Rivista "IBC" XVI, 2008, 4
musei e beni culturali, territorio e beni architettonici-ambientali / pubblicazioni
Ci siamo mai chiesti come hanno fatto a sopravvivere ai rigori della Seconda guerra mondiale i palazzi e i monumenti del nostro Bel Paese? È stata solo fortuna? Non fu certo per la passione dei generali angloamericani verso le italiche bellezze artistiche o per l'improvvisa compassione di chi sorvolava le nostre città coi B-52 carichi di morte. Piuttosto il merito fu di una serie di azioni e di progetti che, a partire dagli anni Trenta, ebbe come obiettivo di prepararsi al peggio.

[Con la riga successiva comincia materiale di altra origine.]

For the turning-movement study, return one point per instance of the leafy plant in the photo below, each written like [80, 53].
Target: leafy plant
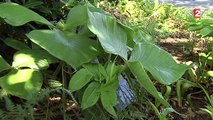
[97, 47]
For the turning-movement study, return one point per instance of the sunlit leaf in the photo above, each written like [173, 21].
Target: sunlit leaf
[35, 59]
[158, 62]
[142, 77]
[71, 48]
[23, 83]
[17, 15]
[111, 34]
[77, 16]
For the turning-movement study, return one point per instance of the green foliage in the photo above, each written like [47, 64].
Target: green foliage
[77, 49]
[4, 65]
[202, 26]
[22, 83]
[93, 44]
[10, 12]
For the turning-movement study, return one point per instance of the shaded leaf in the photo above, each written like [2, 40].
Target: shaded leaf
[18, 45]
[80, 79]
[158, 62]
[17, 15]
[91, 95]
[3, 64]
[206, 31]
[23, 83]
[73, 49]
[109, 99]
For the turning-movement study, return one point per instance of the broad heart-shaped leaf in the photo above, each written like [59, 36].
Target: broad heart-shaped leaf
[17, 15]
[109, 99]
[110, 33]
[23, 83]
[91, 95]
[158, 62]
[80, 79]
[35, 59]
[142, 77]
[3, 64]
[77, 16]
[71, 48]
[18, 45]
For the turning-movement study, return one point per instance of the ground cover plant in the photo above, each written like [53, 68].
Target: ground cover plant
[65, 60]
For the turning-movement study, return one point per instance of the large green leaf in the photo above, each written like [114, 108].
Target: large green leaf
[110, 33]
[72, 48]
[23, 83]
[158, 62]
[3, 64]
[77, 16]
[142, 77]
[80, 79]
[91, 95]
[17, 15]
[109, 99]
[35, 59]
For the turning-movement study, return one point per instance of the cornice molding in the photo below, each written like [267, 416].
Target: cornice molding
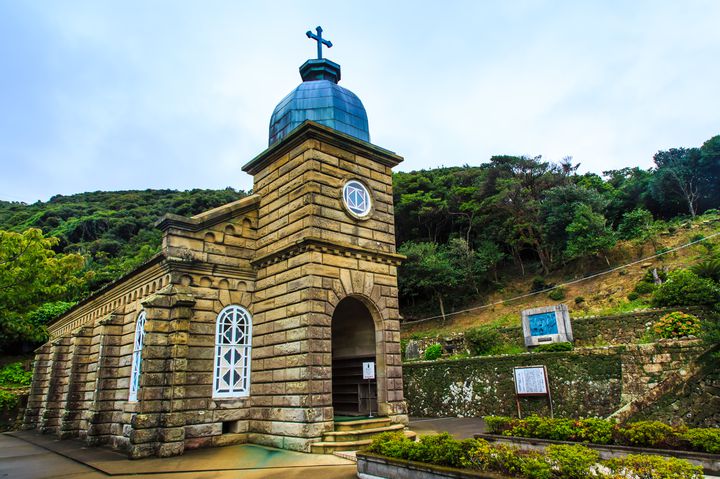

Il volume di Elena Franchi Arte in assetto di guerra racconta come si cercò di tutelare il patrimonio architettonico e artistico di Pisa a partire dagli anni Trenta, di come le istituzioni (soprintendenze, ministeri, enti locali) affrontarono il problema del potenziale danno che una guerra avrebbe portato alle numerose e inestimabili bellezze di una città simbolo del patrimonio storico culturale e paesaggistico. Il tutto, nella migliore tradizione italiana, con penuria di fondi, altalenante attenzione per i beni culturali e lungaggini burocratiche da risolvere. Così apprendiamo che la Certosa di Calci, splendida nel suo isolamento collinare, divenne il deposito di molti capolavori che così sfuggirono a distruzione certa.

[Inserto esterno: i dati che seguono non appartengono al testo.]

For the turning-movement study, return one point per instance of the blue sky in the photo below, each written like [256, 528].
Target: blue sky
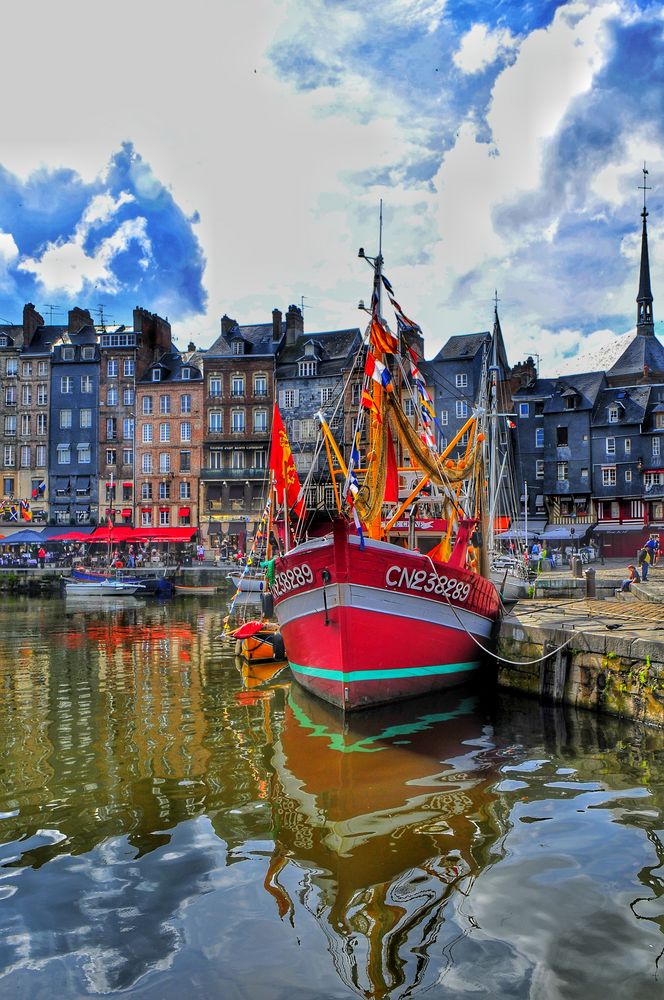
[230, 157]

Ma non solo di Pisa si parla nel volume; grazie a un lavoro meticoloso di ricerca, si comprende come il tema della protezione delle opere d'arte e dei monumenti fosse stato posto all'indomani della distruzione della Cattedrale di Reims, durante la Prima guerra mondiale, e di come fosse naufragato un tentativo di dare vita, a livello internazionale, a un protocollo di tutela e salvaguardia delle opere d'arte e dei beni architettonici. Ci si arriverà solo negli anni Cinquanta, troppo tardi secondo molti: "Pisa fu una delle città italiane maggiormente danneggiate. La necessità militare gettò in ombra gli splendidi monumenti del suo passato, poiché la città costituiva il principale snodo ferroviario e stradale della Toscana occidentale ed era attraversata dall'Arno, ultima linea di resistenza tedesca prima degli Appennini. Pisa fu pesantemente bombardata e si trovò al centro di un aspro combattimento".

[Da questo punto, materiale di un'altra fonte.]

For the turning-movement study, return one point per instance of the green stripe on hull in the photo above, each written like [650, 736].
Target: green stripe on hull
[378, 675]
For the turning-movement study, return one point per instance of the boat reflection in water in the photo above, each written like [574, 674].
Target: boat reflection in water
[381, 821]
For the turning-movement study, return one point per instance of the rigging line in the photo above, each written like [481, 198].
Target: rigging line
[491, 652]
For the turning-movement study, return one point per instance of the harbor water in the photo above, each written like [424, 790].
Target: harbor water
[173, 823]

E così assistiamo, avvinti da una scrittura appassionata quanto rigorosa, allo stillicidio di palazzi che crollano e di opere che spariscono cancellate per sempre, fino all'epilogo tragico del '43, quando, con la caduta di Mussolini e la costituzione del governo Badoglio, il Nord-Italia fu sottoposto a pesanti bombardamenti: il 27 luglio del '44 un colpo di artiglieria devasta il Camposanto monumentale di Pisa. Dopo la guerra il ritorno alla vita, con lo sgombero delle macerie e l'inizio di una titanica quanto indispensabile opera di ricostruzione e restauro che impegnerà la città per parecchi anni. A dieci anni dal 2 settembre 1944, data della liberazione della città, così si scriveva: "La ricostruzione di Pisa non è ancora compiuta e forse occorrerà un altro decennio perché ogni traccia delle ferite inferte alla Città sia del tutto scomparsa".
E. Franchi, Arte in assetto di guerra. Protezione e distruzione del patrimonio artistico a Pisa durante la seconda guerra mondiale, Pisa, Edizioni ETS, 2006, 124 pagine, 15,00 euro.